Friday, November 2, 2012


Sunday 2nd November

Well the rain eventually did stop and the morning was spent in packing and checking on the various exchange rates we should get. Got the address of a Pakistani chap we shall call on. About 1.00 they let us have our passports back together with 100 riyals each (not quite what my day’s work brings in but still). Drove on, after customs and passport checks over the Payitaq Pass (mountains covered with fresh snow but not the road thank God) along good but dull roads.

All the men look sullen and wear trilbies – Kermanshah was reached about 5.00 and we set off to look for VW agent to check front suspension (wobbling by now) and rear torsion bar. Splendid crowd of "mechanics" who had no spares and not, I suspect, too many ideas, but they gave us tea and hit the front wheels with spanners and said “okay go to Tehran”. I wanted to get a bit further so in pouring rain and darkness we drove on.

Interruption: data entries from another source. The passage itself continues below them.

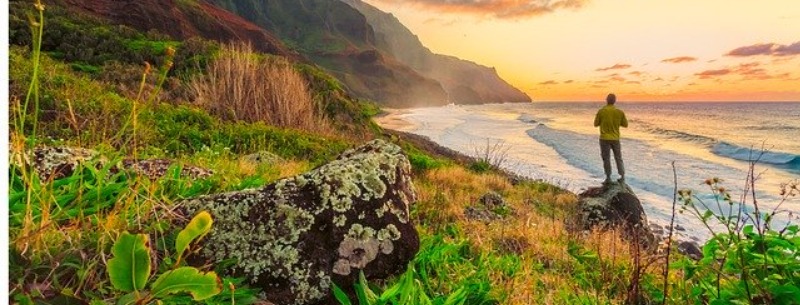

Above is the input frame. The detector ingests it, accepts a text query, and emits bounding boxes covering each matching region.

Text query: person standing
[594,93,628,184]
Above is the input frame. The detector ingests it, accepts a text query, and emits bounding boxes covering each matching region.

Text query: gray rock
[24,146,108,180]
[177,140,419,305]
[464,191,511,222]
[678,241,703,260]
[578,183,655,244]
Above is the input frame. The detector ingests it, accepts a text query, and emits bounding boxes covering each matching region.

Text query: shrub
[673,177,800,304]
[191,44,327,131]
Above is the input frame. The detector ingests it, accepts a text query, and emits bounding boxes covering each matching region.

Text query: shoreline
[373,109,701,245]
[372,108,414,132]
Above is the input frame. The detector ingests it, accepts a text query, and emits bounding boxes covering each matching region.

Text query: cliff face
[209,0,447,107]
[341,0,531,104]
[55,0,298,58]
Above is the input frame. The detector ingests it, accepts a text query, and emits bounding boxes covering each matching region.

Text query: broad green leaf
[106,232,150,292]
[117,292,137,305]
[175,211,214,262]
[333,283,353,305]
[444,287,467,305]
[152,267,222,301]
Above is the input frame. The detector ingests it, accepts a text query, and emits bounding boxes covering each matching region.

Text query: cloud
[661,56,697,64]
[725,41,800,57]
[608,74,626,82]
[368,0,590,19]
[595,64,631,71]
[694,69,733,79]
[775,41,800,56]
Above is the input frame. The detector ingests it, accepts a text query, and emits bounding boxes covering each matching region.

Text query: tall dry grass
[191,44,329,132]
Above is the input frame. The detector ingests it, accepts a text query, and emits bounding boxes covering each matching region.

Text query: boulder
[24,146,103,181]
[678,241,703,260]
[578,183,655,242]
[176,140,419,305]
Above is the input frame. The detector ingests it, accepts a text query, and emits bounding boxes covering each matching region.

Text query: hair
[606,93,617,105]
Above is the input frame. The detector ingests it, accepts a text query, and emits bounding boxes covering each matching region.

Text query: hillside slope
[341,0,531,104]
[209,0,447,107]
[56,0,297,57]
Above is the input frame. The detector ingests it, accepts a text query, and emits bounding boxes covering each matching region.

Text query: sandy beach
[374,108,413,131]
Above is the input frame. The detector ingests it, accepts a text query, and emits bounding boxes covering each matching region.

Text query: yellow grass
[415,167,655,304]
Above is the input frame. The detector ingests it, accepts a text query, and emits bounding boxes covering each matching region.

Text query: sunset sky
[365,0,800,101]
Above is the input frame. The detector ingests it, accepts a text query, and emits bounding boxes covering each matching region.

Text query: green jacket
[594,105,628,140]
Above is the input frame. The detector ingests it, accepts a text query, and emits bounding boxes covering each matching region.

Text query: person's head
[606,93,617,105]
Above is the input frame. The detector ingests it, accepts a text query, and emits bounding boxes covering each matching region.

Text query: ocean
[388,102,800,239]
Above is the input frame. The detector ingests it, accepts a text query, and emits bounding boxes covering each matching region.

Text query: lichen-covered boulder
[25,146,108,180]
[177,140,419,305]
[578,183,655,243]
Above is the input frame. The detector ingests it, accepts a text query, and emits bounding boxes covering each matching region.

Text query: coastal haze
[380,102,800,239]
[367,0,800,101]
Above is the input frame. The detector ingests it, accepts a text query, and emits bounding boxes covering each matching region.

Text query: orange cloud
[368,0,589,19]
[694,69,732,79]
[595,64,631,71]
[661,56,697,64]
[725,41,800,57]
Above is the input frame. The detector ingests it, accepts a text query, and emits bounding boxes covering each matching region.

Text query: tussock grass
[406,166,656,304]
[191,44,329,131]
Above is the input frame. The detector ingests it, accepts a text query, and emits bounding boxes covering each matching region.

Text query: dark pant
[600,139,625,178]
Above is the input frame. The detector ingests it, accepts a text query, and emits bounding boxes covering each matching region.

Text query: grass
[191,44,329,132]
[8,2,800,305]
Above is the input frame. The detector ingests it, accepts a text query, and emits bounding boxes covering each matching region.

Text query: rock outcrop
[19,146,214,181]
[578,183,655,243]
[177,140,419,305]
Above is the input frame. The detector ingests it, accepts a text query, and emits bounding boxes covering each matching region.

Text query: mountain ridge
[340,0,531,104]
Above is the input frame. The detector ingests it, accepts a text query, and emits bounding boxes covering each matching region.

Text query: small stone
[678,241,703,260]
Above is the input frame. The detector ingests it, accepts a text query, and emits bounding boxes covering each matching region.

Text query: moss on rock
[179,140,419,304]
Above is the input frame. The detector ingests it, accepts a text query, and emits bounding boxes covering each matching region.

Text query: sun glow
[367,0,800,101]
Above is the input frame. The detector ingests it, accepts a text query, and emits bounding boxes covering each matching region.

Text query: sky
[365,0,800,101]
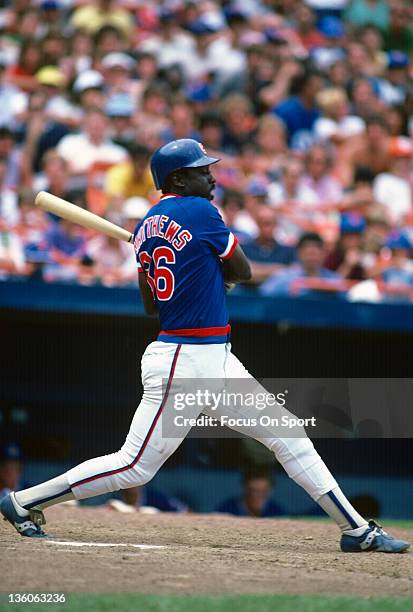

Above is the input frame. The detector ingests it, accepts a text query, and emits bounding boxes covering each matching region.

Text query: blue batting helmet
[151,138,219,189]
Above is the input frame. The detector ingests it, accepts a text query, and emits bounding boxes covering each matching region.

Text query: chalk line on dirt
[46,540,166,550]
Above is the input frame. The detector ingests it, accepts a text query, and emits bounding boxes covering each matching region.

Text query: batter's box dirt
[0,507,413,597]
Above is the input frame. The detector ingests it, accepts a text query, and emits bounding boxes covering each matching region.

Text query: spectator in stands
[0,126,27,191]
[221,94,256,154]
[34,149,86,207]
[355,23,388,77]
[43,219,87,282]
[336,114,391,185]
[300,144,343,204]
[314,87,365,145]
[243,205,295,283]
[325,213,367,280]
[0,0,413,294]
[373,136,413,226]
[294,2,325,51]
[70,0,134,36]
[256,114,287,180]
[381,230,413,302]
[0,51,28,129]
[0,218,26,280]
[7,38,43,92]
[108,486,188,514]
[105,143,154,205]
[105,93,136,149]
[273,70,323,144]
[57,108,126,175]
[100,53,137,104]
[259,232,343,297]
[221,189,251,244]
[268,157,319,245]
[217,469,286,518]
[73,70,106,110]
[311,15,346,70]
[378,51,409,106]
[344,0,389,31]
[87,197,150,287]
[0,443,23,501]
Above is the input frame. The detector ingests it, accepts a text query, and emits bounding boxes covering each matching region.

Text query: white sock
[15,474,75,511]
[10,493,29,517]
[317,487,368,536]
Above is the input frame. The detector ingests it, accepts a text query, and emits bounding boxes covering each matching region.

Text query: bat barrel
[34,191,133,242]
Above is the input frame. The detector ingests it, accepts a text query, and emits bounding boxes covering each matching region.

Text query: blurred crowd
[0,0,413,301]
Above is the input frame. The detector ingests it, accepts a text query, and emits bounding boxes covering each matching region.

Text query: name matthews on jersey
[133,215,192,253]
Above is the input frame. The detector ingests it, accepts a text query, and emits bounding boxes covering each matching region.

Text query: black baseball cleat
[0,493,47,538]
[340,521,410,553]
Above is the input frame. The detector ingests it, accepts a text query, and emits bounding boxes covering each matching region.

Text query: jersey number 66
[139,246,175,302]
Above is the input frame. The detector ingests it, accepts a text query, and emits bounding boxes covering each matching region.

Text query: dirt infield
[0,507,413,596]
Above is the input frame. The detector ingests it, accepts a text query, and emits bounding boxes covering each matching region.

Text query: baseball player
[0,139,409,553]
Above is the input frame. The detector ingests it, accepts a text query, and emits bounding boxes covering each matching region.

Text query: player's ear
[170,170,185,187]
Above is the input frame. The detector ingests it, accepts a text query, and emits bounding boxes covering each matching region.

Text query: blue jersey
[134,195,237,344]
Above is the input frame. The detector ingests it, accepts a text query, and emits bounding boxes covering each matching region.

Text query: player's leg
[209,350,408,552]
[1,342,199,535]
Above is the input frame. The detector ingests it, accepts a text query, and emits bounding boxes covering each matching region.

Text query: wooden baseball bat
[34,191,133,243]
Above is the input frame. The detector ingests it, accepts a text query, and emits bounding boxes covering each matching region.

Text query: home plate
[46,540,165,550]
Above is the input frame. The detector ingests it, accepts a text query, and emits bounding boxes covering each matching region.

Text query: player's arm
[222,244,251,283]
[139,270,157,315]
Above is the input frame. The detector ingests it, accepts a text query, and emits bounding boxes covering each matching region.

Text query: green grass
[0,593,413,612]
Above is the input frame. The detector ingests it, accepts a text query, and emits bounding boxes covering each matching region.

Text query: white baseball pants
[67,341,338,501]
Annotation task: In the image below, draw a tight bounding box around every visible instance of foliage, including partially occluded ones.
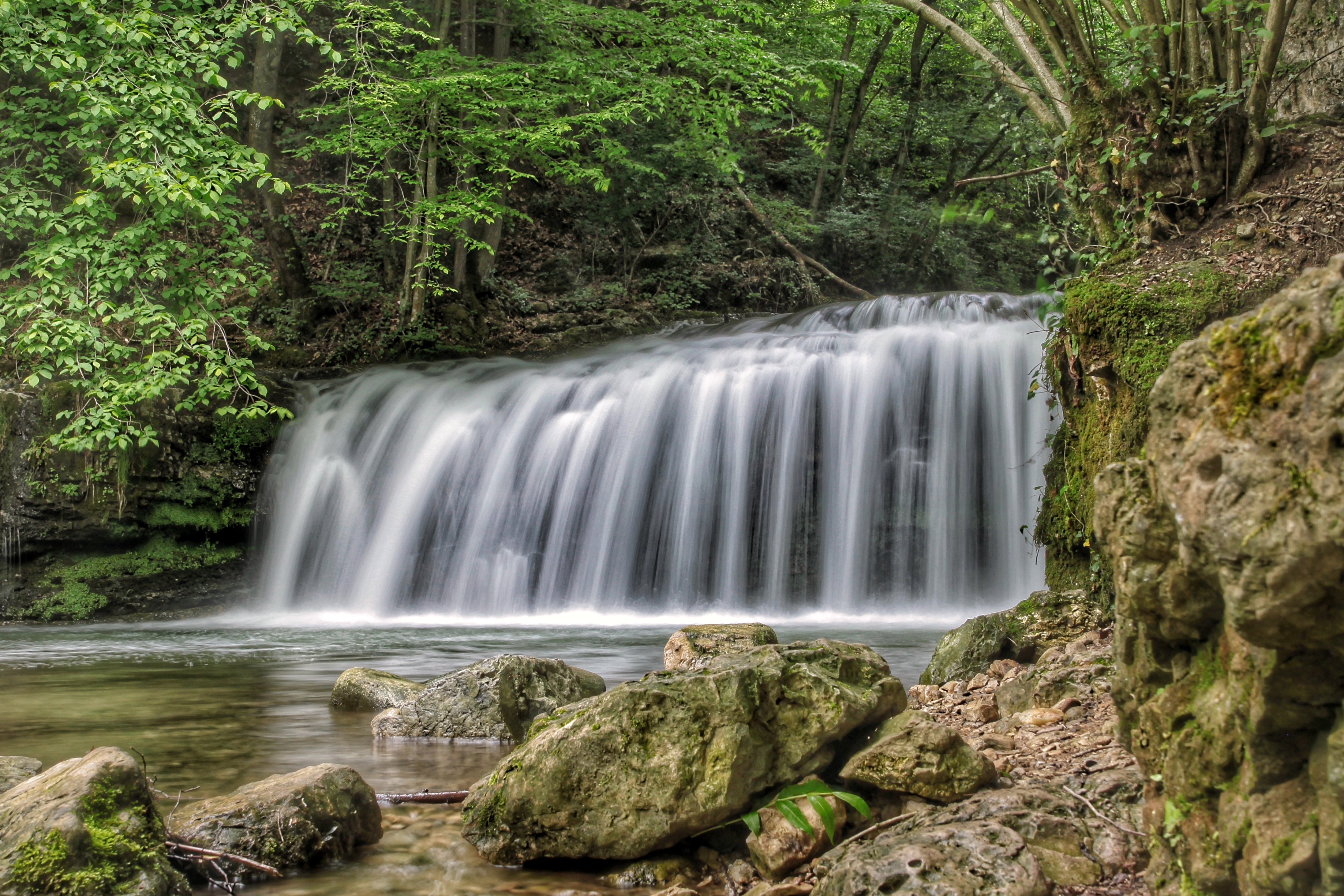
[0,0,316,451]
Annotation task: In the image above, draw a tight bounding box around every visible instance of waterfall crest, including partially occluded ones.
[253,293,1048,617]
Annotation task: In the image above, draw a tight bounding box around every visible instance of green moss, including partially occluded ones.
[1035,263,1238,592]
[11,782,167,896]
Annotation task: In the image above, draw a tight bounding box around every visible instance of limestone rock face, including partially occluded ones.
[840,709,999,802]
[1094,255,1344,896]
[331,666,425,712]
[173,763,383,869]
[747,797,845,880]
[0,747,191,896]
[919,591,1110,685]
[812,821,1051,896]
[371,653,606,741]
[462,639,904,865]
[0,756,42,794]
[663,622,780,669]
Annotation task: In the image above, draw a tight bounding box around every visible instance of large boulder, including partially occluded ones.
[840,709,999,802]
[371,653,606,741]
[812,821,1051,896]
[462,639,906,865]
[0,747,191,896]
[1094,255,1344,896]
[663,622,780,669]
[173,763,383,869]
[919,590,1110,685]
[331,666,425,712]
[0,756,42,794]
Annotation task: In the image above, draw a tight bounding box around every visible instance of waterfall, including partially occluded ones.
[253,293,1050,617]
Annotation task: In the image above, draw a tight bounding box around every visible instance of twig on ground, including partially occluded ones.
[1065,787,1144,837]
[376,790,472,806]
[836,812,915,849]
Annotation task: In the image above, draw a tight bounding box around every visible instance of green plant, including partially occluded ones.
[700,781,872,844]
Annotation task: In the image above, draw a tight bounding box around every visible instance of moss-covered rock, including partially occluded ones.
[0,747,189,896]
[919,588,1110,685]
[1095,255,1344,896]
[462,639,904,865]
[173,763,383,869]
[663,622,780,669]
[840,709,999,802]
[331,666,425,712]
[370,653,606,741]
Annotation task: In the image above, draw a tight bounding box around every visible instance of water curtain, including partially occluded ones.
[261,293,1050,617]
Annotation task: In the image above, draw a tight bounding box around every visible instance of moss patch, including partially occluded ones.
[1035,263,1241,594]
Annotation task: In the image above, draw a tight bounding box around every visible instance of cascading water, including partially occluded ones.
[261,294,1048,617]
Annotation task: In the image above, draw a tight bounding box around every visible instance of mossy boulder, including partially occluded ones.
[840,709,999,802]
[919,590,1110,685]
[331,666,425,712]
[371,653,606,741]
[663,622,780,669]
[0,747,191,896]
[0,756,42,794]
[173,763,383,869]
[462,639,906,865]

The windscreen wipers started to slip on their spindle (I only had a small screwdriver – the VW one having broken in Rome) and this meant stopping to tighten screws every 10 miles, so very wet we arrived at Kangarar to search for a cheap hotel! (By sign language as Iran was the first country so far where few people speak any English).

The manager of the VW had said very proudly to A “The sky is blue and the sea is calm” and pointing to a boy “she is not my sister”-- but we got by. Found a great place where all the coaches stop. The cafĂ©/hotel charged 30 riyals each for bed in small room with three beds – I made it quite clear that we wanted no one else in our room and so for 40 riyals each for Pepsi, chicken, rice, bread and tea (total cost for beds, dinner and morning tea $2.5).